# A segment tree problem

I came across a problem with a solution that surprised me. Below is the abridged problem statement. You can find the full problem here.

We say an element dominates a subarray of $n$ elements if it appears more than $n/2$ times. For example, `1`

dominates `[1, 1, 2, 1, 3]`

and no number dominates `[1, 2, 1, 2]`

. We are given an array of numbers and have to answer some queries on it. Each query is an interval. For each query, we have to determine the number, if any, that dominates the subarray described by that interval.

This problem can be solved using a segment tree that keeps track of the dominating number in each node. Here’s the crucial observation: the dominating number for a node, if it exists, must be the same as either children’s. This is easy to verify. So for every node, we just need to check which of the two children’s dominating numbers also dominates that node. This check can be done in $O(\log n)$ if we also maintain frequency statistics in each node (using a hash map, for example). Thus, we can answer each query in $O(\log\log n)$.

As you can see, this is a fairly standard segment tree problem. I was thus delighted to learn that there exists an elegant probabilistic solution.

To answer a query, we can pick a random element in that subarray and check if it dominates the subarray. If it *is* a dominating number, we are done. Otherwise, repeat this process a few more times.
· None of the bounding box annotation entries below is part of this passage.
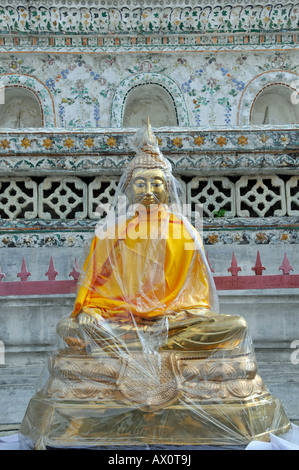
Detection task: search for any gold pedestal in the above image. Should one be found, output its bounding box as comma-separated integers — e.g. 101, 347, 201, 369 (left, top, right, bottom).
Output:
20, 349, 290, 449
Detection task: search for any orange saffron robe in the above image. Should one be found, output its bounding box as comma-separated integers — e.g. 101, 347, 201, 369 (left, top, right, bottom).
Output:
72, 209, 209, 319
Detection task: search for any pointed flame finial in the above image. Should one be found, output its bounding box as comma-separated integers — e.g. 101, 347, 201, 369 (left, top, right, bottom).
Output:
17, 258, 31, 282
251, 251, 266, 276
228, 252, 242, 276
279, 253, 294, 274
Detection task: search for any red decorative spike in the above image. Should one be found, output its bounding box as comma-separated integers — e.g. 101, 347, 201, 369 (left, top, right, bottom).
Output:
279, 253, 294, 274
0, 266, 6, 282
228, 252, 242, 276
69, 259, 80, 281
207, 252, 215, 273
45, 256, 58, 281
251, 251, 266, 276
17, 258, 31, 282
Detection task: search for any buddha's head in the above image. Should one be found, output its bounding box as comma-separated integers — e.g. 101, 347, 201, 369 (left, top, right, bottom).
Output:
128, 168, 168, 209
125, 117, 171, 209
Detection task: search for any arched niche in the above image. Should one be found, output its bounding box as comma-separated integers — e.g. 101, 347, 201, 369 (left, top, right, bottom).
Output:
111, 73, 189, 127
0, 87, 44, 129
237, 70, 299, 126
123, 83, 178, 127
0, 73, 56, 128
250, 84, 299, 125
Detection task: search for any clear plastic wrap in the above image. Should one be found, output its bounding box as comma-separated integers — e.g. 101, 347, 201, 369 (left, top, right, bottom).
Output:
20, 125, 290, 449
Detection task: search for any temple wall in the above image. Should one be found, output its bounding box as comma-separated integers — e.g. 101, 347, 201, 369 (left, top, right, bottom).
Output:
0, 0, 299, 423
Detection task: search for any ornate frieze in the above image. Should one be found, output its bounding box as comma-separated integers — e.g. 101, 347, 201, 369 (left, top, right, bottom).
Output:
0, 0, 299, 35
0, 125, 299, 160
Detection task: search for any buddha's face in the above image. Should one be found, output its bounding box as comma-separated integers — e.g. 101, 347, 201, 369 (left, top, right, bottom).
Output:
130, 168, 168, 209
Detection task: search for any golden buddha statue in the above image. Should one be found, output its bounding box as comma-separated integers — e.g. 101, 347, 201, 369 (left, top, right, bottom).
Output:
20, 123, 290, 449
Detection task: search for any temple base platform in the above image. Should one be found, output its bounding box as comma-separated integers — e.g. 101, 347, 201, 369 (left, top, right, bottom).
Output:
20, 351, 290, 449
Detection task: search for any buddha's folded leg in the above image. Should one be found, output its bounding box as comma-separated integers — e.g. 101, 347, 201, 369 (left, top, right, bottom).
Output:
163, 312, 248, 351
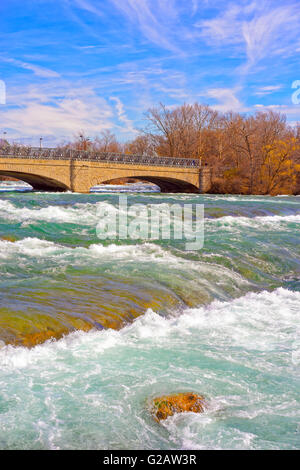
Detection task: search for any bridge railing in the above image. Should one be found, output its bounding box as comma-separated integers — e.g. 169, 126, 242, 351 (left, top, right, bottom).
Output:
0, 146, 200, 168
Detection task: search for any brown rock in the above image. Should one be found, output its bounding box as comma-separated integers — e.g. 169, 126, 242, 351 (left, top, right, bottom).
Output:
0, 235, 17, 243
151, 393, 204, 422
If we still don’t find a dominating number, there *probably* isn’t one. In each trial, the probabililty of picking a dominating number if it exists is at least $1/2$. So the probability of a false negative, the event that we fail to find one after $k$ trials, is at most $1/2^k$. As is typical of randomised algorithms, we can easily make this margin of error as small as we want since the probability of a false negative shrinks at an exponential rate in $k$. Since we only run a constant number of trials, we can answer each query in $O(\log n)$.

As a bonus, we can do away with segment trees altogether. We don’t need it to maintain the frequency statistics, nor do we need a fenwick tree. Suppose we have a `vector<vector<int>> v(n)`

such that each $v[i]$ stores the indices where $i$ occurs in the original array in sorted order. We can populate $v$ in a single pass over the array. Then, the frequency of $i$ in the interval $[l, r]$, can be computed by binary searching for $l$ and $r$ in $v[i]$. This structure also uses $O(n)$ memory and can answer queries in $O(\log n)$.